Even prior to this particular incident, there had been series of attempt by some members of parliament to evade justice by claiming that their criminal behaviours fell within the parameters of Article 9 of the Bill of Right. This was certainly true in the case of the three MPs who were charged for abusing their parliamentary expenses. They argued “proceedings in parliament cannot be impeached or questioned in any court or place outside of parliament. These principles mean that it is for the House of Commons alone to decide whether the conduct of Mr Morley, Mr Chaytor and Mr Devine has been such as to call for sanction."(Mr Knowles; the MPs legal representative)

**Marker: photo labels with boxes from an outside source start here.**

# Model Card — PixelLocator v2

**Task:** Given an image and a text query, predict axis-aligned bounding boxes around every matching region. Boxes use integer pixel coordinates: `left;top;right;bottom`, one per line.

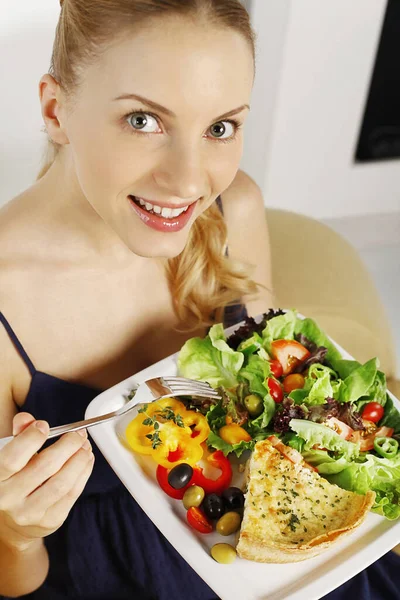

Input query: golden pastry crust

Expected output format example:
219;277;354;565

237;440;375;563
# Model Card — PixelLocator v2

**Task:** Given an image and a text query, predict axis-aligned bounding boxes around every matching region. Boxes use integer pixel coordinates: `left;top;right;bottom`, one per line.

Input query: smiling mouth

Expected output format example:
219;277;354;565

129;195;189;219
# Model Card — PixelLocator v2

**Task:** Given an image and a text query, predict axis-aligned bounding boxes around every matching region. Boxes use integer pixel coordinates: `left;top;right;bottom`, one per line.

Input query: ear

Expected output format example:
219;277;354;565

39;74;69;146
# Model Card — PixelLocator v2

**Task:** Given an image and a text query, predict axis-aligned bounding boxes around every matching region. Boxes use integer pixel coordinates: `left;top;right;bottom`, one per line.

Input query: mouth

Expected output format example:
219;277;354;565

128;195;197;232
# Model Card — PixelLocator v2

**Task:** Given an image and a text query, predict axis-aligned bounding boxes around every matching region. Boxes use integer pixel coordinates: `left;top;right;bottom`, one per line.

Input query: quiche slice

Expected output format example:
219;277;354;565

236;437;375;563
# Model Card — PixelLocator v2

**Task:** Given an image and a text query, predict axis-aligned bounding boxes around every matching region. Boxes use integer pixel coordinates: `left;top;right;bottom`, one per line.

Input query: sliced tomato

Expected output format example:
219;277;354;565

361;402;385;423
269;358;283;379
326;417;354;440
267;435;304;465
271;340;310;375
186;506;213;533
267;377;283;404
191;450;232;495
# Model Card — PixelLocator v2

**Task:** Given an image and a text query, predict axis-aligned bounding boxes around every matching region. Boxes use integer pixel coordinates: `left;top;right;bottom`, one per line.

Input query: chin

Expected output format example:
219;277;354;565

126;234;187;259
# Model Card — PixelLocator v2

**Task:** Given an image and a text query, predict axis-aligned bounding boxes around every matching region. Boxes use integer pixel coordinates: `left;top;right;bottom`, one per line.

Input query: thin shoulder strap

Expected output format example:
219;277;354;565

0;312;36;376
215;196;229;256
215;196;224;216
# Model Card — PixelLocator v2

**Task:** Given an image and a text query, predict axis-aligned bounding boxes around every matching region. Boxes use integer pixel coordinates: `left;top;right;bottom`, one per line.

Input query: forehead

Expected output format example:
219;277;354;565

80;18;254;116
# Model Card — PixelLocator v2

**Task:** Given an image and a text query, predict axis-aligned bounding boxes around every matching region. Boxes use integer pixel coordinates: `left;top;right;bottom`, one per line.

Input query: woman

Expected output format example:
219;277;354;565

0;0;398;600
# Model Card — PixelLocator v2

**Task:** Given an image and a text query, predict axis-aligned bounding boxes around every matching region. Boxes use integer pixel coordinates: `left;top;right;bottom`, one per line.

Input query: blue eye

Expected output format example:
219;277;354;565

210;121;235;139
127;112;161;133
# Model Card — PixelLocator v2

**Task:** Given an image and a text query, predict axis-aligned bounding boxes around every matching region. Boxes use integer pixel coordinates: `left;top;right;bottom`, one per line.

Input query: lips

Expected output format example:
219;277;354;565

128;196;197;233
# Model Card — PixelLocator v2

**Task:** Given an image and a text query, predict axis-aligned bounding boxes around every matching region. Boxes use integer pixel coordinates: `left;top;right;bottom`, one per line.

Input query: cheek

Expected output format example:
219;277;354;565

210;140;243;194
68;111;152;197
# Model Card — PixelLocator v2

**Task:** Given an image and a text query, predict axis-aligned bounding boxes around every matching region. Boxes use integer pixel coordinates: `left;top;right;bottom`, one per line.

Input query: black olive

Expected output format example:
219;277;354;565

168;463;193;490
222;487;244;510
201;494;225;519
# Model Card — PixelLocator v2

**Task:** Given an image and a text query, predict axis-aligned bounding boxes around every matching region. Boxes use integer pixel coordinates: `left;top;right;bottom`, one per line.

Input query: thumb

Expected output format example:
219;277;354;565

13;413;36;436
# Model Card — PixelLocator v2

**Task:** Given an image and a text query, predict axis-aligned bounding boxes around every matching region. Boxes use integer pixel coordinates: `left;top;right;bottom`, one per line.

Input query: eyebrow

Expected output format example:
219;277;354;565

114;94;250;121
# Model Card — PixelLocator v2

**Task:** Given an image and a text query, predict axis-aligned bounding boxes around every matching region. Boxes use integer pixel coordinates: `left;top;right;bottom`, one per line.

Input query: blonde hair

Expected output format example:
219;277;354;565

38;0;257;330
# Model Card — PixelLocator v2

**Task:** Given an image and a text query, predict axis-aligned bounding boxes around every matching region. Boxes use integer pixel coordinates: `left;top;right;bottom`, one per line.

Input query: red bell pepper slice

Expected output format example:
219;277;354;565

190;450;232;494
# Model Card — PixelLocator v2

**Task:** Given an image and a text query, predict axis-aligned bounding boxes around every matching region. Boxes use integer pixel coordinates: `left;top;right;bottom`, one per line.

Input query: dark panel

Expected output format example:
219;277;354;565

355;0;400;162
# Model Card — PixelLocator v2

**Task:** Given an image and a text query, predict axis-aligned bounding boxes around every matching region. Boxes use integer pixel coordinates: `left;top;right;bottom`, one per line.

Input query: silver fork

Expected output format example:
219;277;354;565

0;376;221;449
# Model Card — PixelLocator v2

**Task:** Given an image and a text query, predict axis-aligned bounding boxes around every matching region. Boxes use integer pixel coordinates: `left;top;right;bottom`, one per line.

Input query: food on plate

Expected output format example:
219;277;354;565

178;309;400;519
211;544;236;565
125;398;210;468
236;439;375;563
126;310;400;564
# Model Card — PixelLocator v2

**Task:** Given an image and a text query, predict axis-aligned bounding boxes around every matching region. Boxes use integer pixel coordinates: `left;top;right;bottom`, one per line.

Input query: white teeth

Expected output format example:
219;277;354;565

134;196;189;219
161;206;172;219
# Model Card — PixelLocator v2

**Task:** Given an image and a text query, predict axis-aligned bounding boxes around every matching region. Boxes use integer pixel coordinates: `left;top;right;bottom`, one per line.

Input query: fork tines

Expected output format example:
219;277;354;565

163;376;220;398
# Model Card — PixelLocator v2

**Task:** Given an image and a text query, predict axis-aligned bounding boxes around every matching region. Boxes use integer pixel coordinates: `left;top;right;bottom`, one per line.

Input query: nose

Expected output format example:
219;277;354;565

153;142;208;202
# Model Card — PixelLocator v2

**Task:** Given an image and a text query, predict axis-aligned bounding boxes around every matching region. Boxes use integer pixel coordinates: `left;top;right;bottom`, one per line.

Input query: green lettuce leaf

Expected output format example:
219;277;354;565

207;431;256;457
327;453;400;519
340;358;378;402
262;310;297;352
379;395;400;433
295;318;342;371
206;400;227;431
289;419;360;460
302;450;351;475
178;323;244;388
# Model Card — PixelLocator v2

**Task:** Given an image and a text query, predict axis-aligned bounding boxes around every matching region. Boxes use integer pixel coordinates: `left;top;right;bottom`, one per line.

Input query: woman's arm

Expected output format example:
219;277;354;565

222;171;275;317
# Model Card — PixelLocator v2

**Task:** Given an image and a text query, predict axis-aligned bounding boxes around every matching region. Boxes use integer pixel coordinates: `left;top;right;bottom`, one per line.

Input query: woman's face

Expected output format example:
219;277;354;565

62;18;254;258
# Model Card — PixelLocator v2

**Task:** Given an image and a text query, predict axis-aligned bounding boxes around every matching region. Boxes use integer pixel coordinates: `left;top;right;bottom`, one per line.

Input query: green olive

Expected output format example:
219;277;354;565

215;511;241;535
211;544;236;565
244;394;264;419
182;485;205;510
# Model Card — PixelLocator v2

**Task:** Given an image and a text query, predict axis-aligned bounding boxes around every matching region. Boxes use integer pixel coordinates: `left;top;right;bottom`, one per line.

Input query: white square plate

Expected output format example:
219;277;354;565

85;324;400;600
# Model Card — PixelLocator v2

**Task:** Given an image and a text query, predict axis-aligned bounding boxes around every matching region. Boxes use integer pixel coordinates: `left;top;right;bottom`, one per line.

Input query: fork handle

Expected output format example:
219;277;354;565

0;410;118;450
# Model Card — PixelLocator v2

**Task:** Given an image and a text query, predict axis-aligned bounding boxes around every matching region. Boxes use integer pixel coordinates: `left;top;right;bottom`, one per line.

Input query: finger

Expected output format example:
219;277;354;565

0;421;49;482
42;455;94;529
13;413;36;436
2;430;91;498
24;448;94;514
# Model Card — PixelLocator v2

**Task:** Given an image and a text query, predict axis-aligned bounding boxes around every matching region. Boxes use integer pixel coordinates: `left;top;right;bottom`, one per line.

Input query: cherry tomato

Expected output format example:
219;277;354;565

326;417;354;440
267;377;283;404
186;506;213;533
271;340;310;375
283;373;306;394
361;402;385;423
218;423;251;444
192;450;232;494
269;358;283;379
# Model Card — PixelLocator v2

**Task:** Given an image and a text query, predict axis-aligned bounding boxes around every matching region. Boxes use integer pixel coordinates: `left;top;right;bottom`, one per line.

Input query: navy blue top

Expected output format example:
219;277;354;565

0;198;400;600
0;306;400;600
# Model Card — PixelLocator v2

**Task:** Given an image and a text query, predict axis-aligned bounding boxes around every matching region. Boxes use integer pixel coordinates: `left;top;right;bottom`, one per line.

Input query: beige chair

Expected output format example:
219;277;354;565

267;209;400;395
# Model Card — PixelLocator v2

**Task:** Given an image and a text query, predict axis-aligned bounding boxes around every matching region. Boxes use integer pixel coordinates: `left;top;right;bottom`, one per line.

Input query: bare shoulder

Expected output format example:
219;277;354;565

217;170;265;224
0;323;17;437
221;171;274;315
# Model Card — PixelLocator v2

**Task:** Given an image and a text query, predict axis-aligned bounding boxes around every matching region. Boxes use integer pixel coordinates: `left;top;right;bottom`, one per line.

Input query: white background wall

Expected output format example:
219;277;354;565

243;0;400;218
0;0;400;218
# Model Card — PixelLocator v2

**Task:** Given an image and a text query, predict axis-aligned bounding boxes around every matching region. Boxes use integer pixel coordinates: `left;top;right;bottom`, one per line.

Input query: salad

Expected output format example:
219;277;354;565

177;309;400;519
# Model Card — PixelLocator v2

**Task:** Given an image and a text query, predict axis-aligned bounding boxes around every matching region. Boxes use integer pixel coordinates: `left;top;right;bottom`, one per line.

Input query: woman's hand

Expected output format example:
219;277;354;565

0;413;94;550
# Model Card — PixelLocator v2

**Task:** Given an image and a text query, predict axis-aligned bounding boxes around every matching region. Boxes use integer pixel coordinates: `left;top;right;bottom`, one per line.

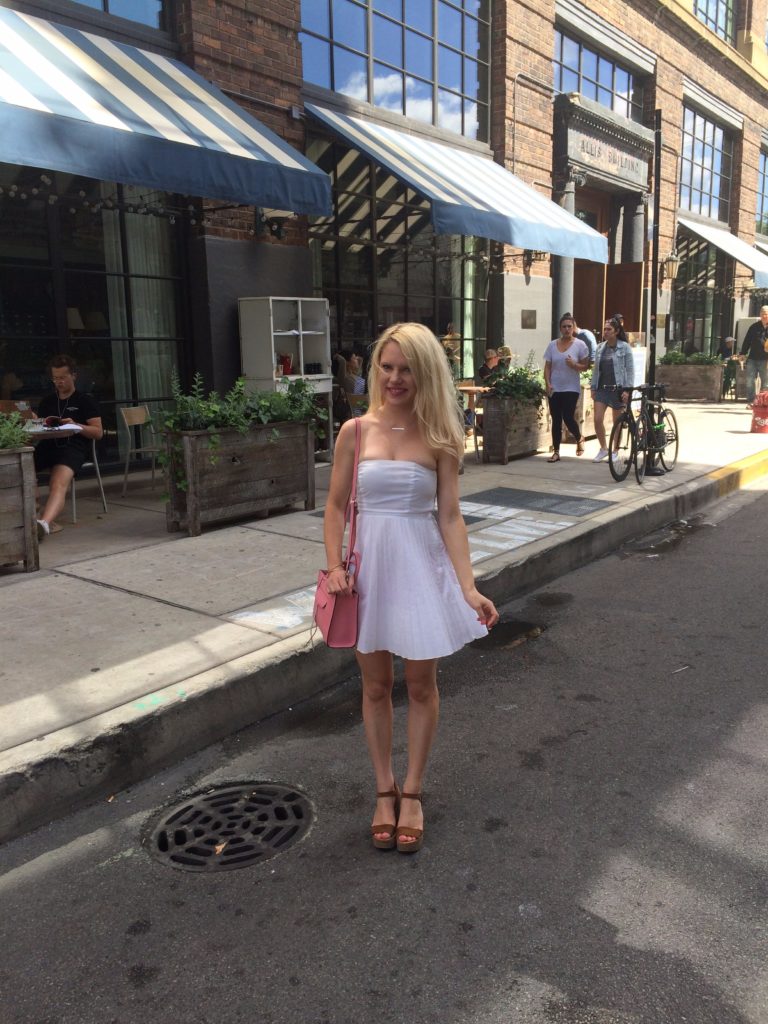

But despite making such a despicable attempt to avoid facing the music of the law, the courts rejected the premises of their argument by reiterating that “Scrutiny of claims by the courts will have no adverse impact on the core or essential business of Parliament, it will not inhibit debate or freedom of speech…the only thing that it will inhibit is the making of dishonest claims." (Lord Philips) On the contrary if the courts had allowed such an appeal, democracy as we all know it will never be the same again. It would have triggered cracks within the democratic society which our great grandparents fought hard to build for us. But luckily enough, the Supreme Court applied common sense which saw subsequently resulted in the incarceration of some MPs.
In addition, although Article 9 of the Bill of rights states clearly that members of parliament are unanswerable to the courts for things said in parliament, the British constitution has always impose a responsibility on the shoulders of MPs to respect the judgements and independence of the judiciary. It will be disingenuous and wrong for the British government and its allies to go around the world (as they are doing now) preaching about the importance of democracy, the rule of law, civil liberties and the right for individuals to have free and fair hearing in their respective countries when members of their own country refuse to adhere to judgements made by their domestic courts.
Moreover, one may also trace the root cause of the intrusion of civil liberties from the way the press has been allowed to operate. For so many years the British press has enjoyed an unprecedented right of self-regulation. This self-regulation, although good for freedom of speech, gave the press an unfettered playing field which encourages them to report stories which are damaging to civil liberties even when they know that such stories may have a detrimental effect on the individual and his family. In some cases, some newspapers go the extra mile to hack into the phones of ordinary citizens; a further attempt to infringe upon individual’s right to privacy. I am not in any way in favour of a privacy law which may or may not restrict the freedom of speech journalist. However I certainly think it is not morally defendable for a news organisation to plough through the phone records of ordinary people without any compelling reason for doing so.
It is this relentless intrusion of civil liberties by the press that encourages the courts to issue super- injunction to ordinary citizens so as to protect their right to privacy. As judge Eady explained ‘’the court's duty remains to try and protect the claimant, and particularly his family, from intrusion and harassment so long as it can."
In this regard, it is therefore right for judges to be encouraged by both parliament and the government to continue to devise new ways of protecting civil liberties whiles at the same time making sure freedom of speech is properly upheld. It is also time for MPs to stop hiding behind the veil of parliamentary privilege and take responsibility for their action. Failing to do so will push the UK down a slippery slope.